Non-contact Glass Temperature Measurement

Date: 24 June 2020
Copyright:
  • Ingo Stahlkopf, Torsten Czech | Optris GmbH
  • First presented at GPD 2017

Date: 24 June 2020

The Correct Adaptation of IR Thermometers and Cameras to Different Applications

A paper was first presented at GPD 2017 by Ingo Stahlkopf, Torsten Czech | Optris GmbH.

 

Abstract

During the whole process of glass production and further treatment the temperature is one of the most important values to be measured, either directly for production control or for documentation or both of them.

For precise measurement the behavior of glass regarding IR-radiation must be known. There are influences from the ambient area as well as specific emissivity values of different glass types. Therefore, the right type of sensor or camera has to be chosen. In Figure 1 typical emission values for several types of glass are given.

Figure 1: emissivity of different glass types
Figure 1: emissivity of different glass types

As to see there are two ranges with relatively high emissivity peaks, around 5µm and at 7.9µm. That’s the reason why most pyrometer, line scanners or IR cameras within the glass industry are working with such spectral filters, either at 5 or 7.9µm. The high emissivity in this range means a low amount of reflections from the ambient.

For applications where not the surface temperature but the inner temperature shall be measured much shorter wavelength are needed. This can be the case for example in the float glass industry by measuring the glass in the float bath or behind. Another example is the internal temperature of glass drops within the container glass industry.

Figure 2 gives an example of improper measurement by comparing a long wavelength device which is working from 7,5-13µm with a device working at 7.9µm.

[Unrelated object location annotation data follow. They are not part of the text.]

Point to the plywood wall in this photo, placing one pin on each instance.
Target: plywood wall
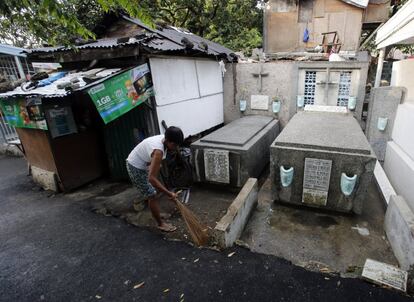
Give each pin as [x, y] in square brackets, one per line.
[287, 20]
[188, 93]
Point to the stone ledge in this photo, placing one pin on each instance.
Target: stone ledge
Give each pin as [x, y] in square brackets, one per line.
[231, 225]
[399, 227]
[11, 150]
[46, 179]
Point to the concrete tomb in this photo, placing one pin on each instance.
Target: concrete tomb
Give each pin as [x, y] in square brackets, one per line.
[239, 150]
[322, 159]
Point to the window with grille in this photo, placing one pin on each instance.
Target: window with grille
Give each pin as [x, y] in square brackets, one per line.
[344, 88]
[9, 68]
[310, 85]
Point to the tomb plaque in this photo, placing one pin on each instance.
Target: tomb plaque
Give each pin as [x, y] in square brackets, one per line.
[216, 163]
[316, 178]
[259, 102]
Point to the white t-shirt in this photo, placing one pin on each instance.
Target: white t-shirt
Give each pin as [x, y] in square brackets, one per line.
[140, 156]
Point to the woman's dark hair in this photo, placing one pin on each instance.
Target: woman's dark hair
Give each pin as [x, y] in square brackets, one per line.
[174, 135]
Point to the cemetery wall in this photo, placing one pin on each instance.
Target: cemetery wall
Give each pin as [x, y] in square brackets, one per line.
[280, 80]
[241, 84]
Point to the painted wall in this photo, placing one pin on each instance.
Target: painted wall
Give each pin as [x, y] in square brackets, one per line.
[286, 21]
[399, 156]
[282, 81]
[403, 75]
[188, 93]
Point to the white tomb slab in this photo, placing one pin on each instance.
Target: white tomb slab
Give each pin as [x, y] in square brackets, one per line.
[385, 274]
[259, 102]
[319, 108]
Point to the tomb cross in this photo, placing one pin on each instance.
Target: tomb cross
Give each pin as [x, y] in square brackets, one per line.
[260, 75]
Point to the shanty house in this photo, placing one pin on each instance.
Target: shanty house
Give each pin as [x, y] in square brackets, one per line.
[13, 63]
[117, 90]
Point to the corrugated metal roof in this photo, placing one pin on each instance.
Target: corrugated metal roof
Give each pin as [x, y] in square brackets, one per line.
[12, 50]
[357, 3]
[52, 90]
[166, 39]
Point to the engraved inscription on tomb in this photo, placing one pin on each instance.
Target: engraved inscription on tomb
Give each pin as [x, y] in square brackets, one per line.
[216, 163]
[317, 175]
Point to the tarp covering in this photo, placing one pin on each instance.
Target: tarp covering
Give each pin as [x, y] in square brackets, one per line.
[399, 29]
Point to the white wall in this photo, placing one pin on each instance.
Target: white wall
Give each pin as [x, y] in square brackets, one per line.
[403, 75]
[188, 93]
[399, 156]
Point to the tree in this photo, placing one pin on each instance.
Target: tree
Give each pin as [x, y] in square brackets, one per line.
[56, 22]
[236, 24]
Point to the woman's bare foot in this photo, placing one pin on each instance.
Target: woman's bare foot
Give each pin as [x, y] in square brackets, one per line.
[166, 227]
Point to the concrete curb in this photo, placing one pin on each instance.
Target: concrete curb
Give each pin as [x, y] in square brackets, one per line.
[10, 150]
[231, 225]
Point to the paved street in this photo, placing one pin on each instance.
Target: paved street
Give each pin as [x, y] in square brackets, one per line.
[55, 249]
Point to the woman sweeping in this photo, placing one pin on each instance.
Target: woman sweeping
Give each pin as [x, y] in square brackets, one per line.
[143, 165]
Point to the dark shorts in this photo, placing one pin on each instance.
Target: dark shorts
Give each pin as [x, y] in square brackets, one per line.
[139, 179]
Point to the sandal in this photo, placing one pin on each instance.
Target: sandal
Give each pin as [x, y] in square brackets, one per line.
[166, 227]
[165, 216]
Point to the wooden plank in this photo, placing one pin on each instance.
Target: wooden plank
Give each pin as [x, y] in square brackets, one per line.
[305, 11]
[319, 9]
[352, 30]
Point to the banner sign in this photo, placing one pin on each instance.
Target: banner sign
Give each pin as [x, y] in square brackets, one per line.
[118, 95]
[24, 113]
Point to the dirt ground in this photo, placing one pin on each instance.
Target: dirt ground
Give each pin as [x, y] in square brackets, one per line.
[208, 202]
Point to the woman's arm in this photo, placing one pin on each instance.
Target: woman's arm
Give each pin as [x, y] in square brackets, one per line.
[154, 170]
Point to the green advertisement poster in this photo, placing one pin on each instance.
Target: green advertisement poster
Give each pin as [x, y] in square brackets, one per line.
[24, 113]
[118, 95]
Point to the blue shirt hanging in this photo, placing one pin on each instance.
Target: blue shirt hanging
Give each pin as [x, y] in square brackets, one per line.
[306, 35]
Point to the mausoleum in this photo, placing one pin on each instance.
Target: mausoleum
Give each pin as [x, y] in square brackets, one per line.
[239, 150]
[322, 159]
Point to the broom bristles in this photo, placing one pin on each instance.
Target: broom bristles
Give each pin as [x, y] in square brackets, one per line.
[198, 232]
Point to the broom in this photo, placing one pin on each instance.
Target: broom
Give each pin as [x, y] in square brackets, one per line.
[198, 232]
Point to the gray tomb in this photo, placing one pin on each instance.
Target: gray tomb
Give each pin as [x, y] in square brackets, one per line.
[322, 159]
[239, 150]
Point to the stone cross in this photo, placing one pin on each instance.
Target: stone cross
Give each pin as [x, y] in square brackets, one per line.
[260, 75]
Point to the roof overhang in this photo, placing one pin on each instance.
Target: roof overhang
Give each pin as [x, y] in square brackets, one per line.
[12, 50]
[399, 29]
[357, 3]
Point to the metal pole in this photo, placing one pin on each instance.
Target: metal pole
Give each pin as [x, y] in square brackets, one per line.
[379, 67]
[19, 67]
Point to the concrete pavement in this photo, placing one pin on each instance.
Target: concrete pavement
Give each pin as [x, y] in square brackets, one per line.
[56, 249]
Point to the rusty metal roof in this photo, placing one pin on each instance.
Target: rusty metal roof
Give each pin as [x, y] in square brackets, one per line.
[167, 39]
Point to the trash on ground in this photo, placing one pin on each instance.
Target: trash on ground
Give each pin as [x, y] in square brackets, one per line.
[385, 274]
[139, 285]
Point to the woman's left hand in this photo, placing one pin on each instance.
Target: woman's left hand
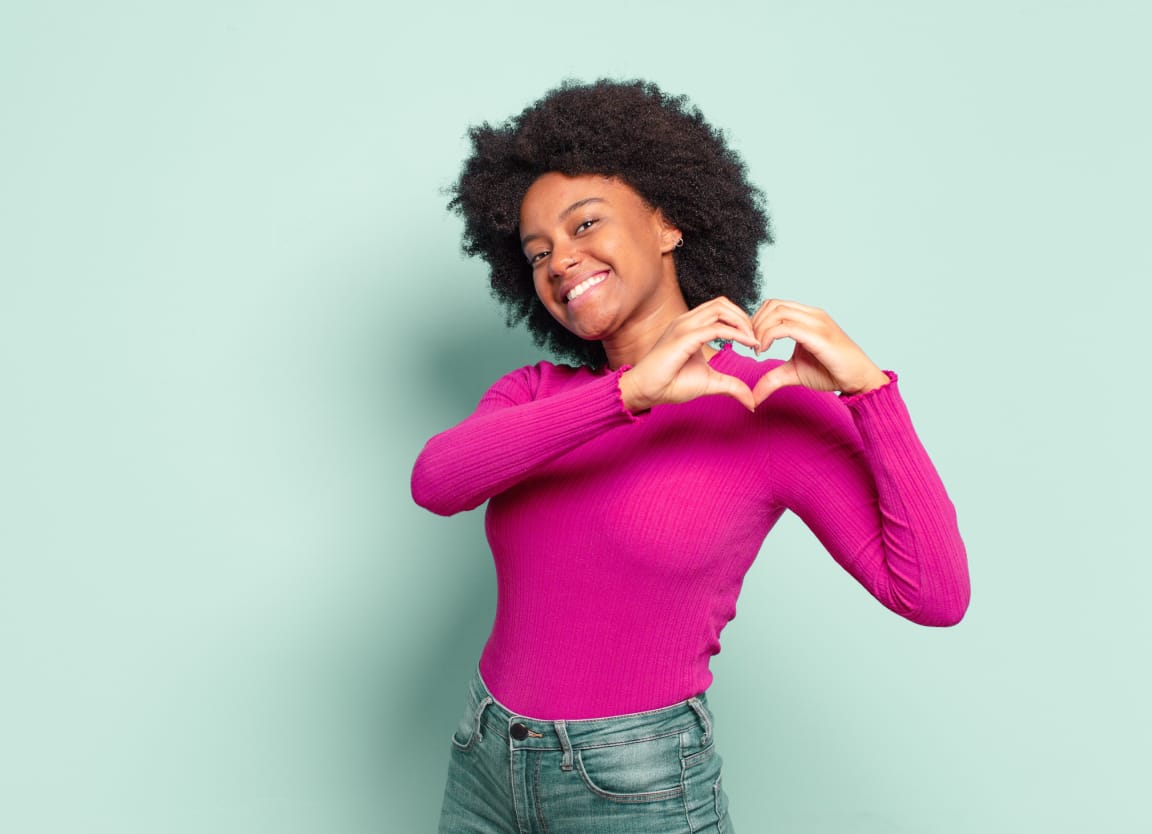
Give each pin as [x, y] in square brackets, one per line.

Figure 2: reflection of glass at different IR-spectral ranges
Figure 2: reflection of glass at different IR-spectral ranges

On the right side the image provides a calm temperature profile while on the left side interferences created by reflections, certainly parts of the plant roof, clearly to see. That means in the end the left image would give a much uncertain temperature image compared to the 7.9µm device.

The problem of reflections becomes even worse when coated glass comes into considerations. Due to the typically strongly reduced emissivity by the coating even measurements at specific wavelength cannot be done meaningful. In this case there is only one option left: measurement from below, where is no coating on the glass.

There are two different approaches:

1. Direct measuring with a proper device from below, which means it must be installable and in the best case it is able to measure the whole width of the glass.

2. The second approach is mainly depending on the level of low-emissivity coating. In some cases a solution can be found by using one pyrometer from below as reference pyrometer. The temperature reading of this reference pyrometer can be used as input value to the device which is still measuring from above, in most cases line scanners or IR cameras in line scanner mode. The accuracy of the measurement from the top then is increased.

Next to the emissivity in some applications the glass temperature itself means a challenge regarding precise temperature measurement. Right after the laminating process often the glass temperature is too cold to be measured by devices with 5 or 7.9 µm. In this case only long wavelength devices can be used which again means a higher potential risk of improper measurement due to reflections (Figure 2).

For all kind of noncontact temperature measurement of glass first of all the right choice of the spectral response is important which is mainly driven by the application. Secondly the installation must be done physically in a proper way. This includes the correct distance to ensure a proper field of view and the selection of the right protective accessories for high ambient temperatures. In a lot of installations where coated glass is measured it is still state of the art to use line scanners from top and a reference pyrometer from underneath. The innovative new approach of a scanning temperature measurement from underneath requires modern compact sized IR cameras which are able to operate in linescanning mode. The size of traditional line scanners does not fit in the small space between the tempering furnace and the cooling section. The whole installation effort is also reduced as for devices underneath usually no cooling are required.